In the present research, g-C3N4/MIL-88B(Fe) nanocomposite photocatalyst was successfully synthesized by the solvothermal method. The morphology, crystal structure, chemical functionalities, and optical properties of the obtained nanocomposite were investigated by scanning electron microscopy (SEM), transmission electron microscopy (TEM), X-ray diffraction (XRD), Fourier transform infrared spectroscopy (FTIR), and UV-Vis diffuse reflectance spectroscopy (DRS), respectively. According to the SEM and TEM images, spindle-shaped MIL-88B(Fe) nanostructures were synthesized with an average length and width of 2 and 1 μm, respectively. Furthermore, g-C3N4 nanoparticles with an average diameter of 30 nm were observed on the surface of the MIL-88B(Fe). Based on the XRD results, the presence of both g-C3N4 and MIL-88B(Fe) nanostructures in the prepared composite was confirmed. Also, the presence of functional groups of the MIL-88B(Fe) and g-C3N4 was determined by FTIR. Based on DRS analysis and Tauc's plot, the band gap energy of the prepared composite was measured as 2.1 eV, which indicated that the prepared composite could absorb light in the visible region. The degradation of organic pollutant methylene blue (MB) in the g-C3N4/MIL- 88B(Fe)+light+H2O2 system was investigated to evaluate the photo-Fenton activity of the prepared composite in comparison with light and light+H2O2 systems.

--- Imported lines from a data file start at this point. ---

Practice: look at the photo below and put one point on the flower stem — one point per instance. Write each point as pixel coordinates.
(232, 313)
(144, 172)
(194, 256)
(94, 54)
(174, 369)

The results showed that the presence of g-C3N4/MIL-88B(Fe) composite increased the degradation rate of MB pollutant under the photo-Fenton process by 8.1 and 2.8 times higher than the mentioned systems, respectively. Thus, MB removal efficiency reached 100% within 20 min of illumination. The superiority of the g-C3N4/MIL-88B(Fe)+light+H2O2 system can be attributed to the retardation of electron-hole recombination due to the presence of two nanostructures of g-C3N4 and MIL-88B(Fe) in heterojunction, which has led to an increase in the efficiency of the photo-Fenton reaction.